We then use the cv_varsel method to perform cross-validation to see how many variables should be included:

# With cross-validation
cvs <- cv_varsel(m_hs, 
                 verbose = FALSE)  # not printing progress

># Warning: Method 'parse_bf' is deprecated. Please use 'brmsterms' instead.

># Warning: posterior_linpred(transform = TRUE) is deprecated. Please use
># posterior_epred() instead, without the 'transform' argument.

# model size suggested by the program
suggest_size(cvs)

># [1] 2

# plot the validation results, this time relative to the full model
varsel_plot(cvs, stats = c("elpd", "rmse"), deltas = TRUE)
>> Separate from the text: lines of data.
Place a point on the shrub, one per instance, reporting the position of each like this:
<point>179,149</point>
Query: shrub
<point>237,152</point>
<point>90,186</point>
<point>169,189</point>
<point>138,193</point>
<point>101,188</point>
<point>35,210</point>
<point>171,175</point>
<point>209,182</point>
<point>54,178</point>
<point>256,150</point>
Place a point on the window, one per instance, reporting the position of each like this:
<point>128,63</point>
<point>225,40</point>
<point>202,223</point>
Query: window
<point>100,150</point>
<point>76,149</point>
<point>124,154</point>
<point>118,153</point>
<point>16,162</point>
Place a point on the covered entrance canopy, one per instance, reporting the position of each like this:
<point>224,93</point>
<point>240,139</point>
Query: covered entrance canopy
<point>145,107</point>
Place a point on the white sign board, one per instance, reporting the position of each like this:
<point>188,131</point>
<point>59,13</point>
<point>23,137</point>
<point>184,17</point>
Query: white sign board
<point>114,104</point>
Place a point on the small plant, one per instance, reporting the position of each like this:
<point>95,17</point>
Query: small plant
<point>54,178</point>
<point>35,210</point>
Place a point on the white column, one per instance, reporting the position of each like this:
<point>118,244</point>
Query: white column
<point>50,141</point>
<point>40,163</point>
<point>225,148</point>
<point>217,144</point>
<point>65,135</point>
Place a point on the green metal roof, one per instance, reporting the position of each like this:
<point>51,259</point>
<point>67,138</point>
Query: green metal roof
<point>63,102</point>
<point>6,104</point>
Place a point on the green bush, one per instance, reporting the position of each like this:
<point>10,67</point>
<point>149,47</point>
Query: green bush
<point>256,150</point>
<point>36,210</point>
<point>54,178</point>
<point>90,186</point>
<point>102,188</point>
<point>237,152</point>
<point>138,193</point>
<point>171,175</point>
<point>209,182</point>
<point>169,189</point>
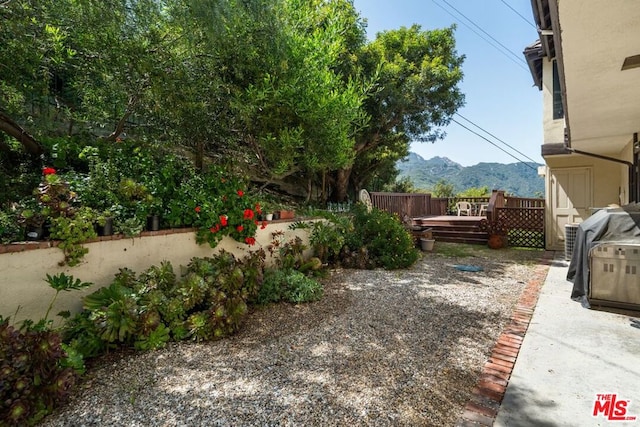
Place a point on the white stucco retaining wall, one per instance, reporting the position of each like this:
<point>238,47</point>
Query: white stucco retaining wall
<point>25,295</point>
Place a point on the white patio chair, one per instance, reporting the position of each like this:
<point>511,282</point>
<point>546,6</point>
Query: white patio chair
<point>463,208</point>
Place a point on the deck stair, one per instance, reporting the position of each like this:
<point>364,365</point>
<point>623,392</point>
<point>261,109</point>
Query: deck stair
<point>454,229</point>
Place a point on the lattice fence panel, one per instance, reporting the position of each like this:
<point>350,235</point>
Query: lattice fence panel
<point>525,226</point>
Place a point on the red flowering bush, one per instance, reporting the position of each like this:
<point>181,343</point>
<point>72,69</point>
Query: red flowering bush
<point>230,212</point>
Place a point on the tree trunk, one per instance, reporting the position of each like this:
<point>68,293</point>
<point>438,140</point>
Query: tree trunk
<point>342,184</point>
<point>11,128</point>
<point>200,156</point>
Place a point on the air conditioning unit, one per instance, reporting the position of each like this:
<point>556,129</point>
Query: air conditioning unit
<point>570,231</point>
<point>615,275</point>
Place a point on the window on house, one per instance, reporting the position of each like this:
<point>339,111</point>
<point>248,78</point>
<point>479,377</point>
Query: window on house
<point>558,110</point>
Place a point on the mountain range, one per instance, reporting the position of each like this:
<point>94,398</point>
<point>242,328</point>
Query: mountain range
<point>519,179</point>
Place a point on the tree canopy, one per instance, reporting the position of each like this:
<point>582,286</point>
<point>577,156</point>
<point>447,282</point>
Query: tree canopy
<point>287,90</point>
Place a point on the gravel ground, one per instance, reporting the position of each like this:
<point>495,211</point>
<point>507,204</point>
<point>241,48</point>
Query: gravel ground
<point>382,348</point>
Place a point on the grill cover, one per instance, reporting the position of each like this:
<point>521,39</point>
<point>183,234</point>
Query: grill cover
<point>620,225</point>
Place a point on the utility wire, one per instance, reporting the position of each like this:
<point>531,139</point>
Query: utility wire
<point>505,51</point>
<point>518,13</point>
<point>492,143</point>
<point>515,55</point>
<point>495,137</point>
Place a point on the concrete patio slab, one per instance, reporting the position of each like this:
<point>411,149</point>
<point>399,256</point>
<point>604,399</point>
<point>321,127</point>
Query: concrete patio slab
<point>574,363</point>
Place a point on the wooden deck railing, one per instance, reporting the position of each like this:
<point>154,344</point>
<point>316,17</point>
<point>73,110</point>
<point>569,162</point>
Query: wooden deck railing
<point>523,217</point>
<point>411,204</point>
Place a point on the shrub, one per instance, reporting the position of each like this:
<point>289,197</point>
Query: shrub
<point>288,285</point>
<point>208,301</point>
<point>34,377</point>
<point>382,238</point>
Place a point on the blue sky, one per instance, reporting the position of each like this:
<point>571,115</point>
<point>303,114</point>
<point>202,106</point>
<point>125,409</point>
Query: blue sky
<point>500,96</point>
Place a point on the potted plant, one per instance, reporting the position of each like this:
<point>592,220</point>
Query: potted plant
<point>72,230</point>
<point>104,223</point>
<point>32,218</point>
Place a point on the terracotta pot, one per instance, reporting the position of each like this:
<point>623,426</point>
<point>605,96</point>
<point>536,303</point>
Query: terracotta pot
<point>287,214</point>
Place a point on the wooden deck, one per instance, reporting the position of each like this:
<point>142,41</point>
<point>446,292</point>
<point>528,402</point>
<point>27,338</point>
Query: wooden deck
<point>451,228</point>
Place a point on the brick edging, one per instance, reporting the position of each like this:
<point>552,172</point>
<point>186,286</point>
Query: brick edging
<point>483,406</point>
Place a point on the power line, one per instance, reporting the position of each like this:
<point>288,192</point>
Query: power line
<point>495,137</point>
<point>515,55</point>
<point>505,51</point>
<point>492,143</point>
<point>518,13</point>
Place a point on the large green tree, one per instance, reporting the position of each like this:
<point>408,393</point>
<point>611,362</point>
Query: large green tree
<point>416,93</point>
<point>287,89</point>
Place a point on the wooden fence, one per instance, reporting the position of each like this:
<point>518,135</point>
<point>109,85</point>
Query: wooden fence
<point>523,218</point>
<point>411,204</point>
Here it suggests to include only mom_iq and its interaction with mom_hs. However, we generally prefers to also include the main effect of mom_hs.

9.7.1 Projection-Based Method

The projection-based method will obtain the posterior distributions based on a projection from the full model on the simplified model. In other words, we’re asking the question:

If we want a model with only mom_iq, mom_hs, and their interactions in the model, what coefficients should be obtained so that the resulting prediction accuracy is as closed to the full model as possible?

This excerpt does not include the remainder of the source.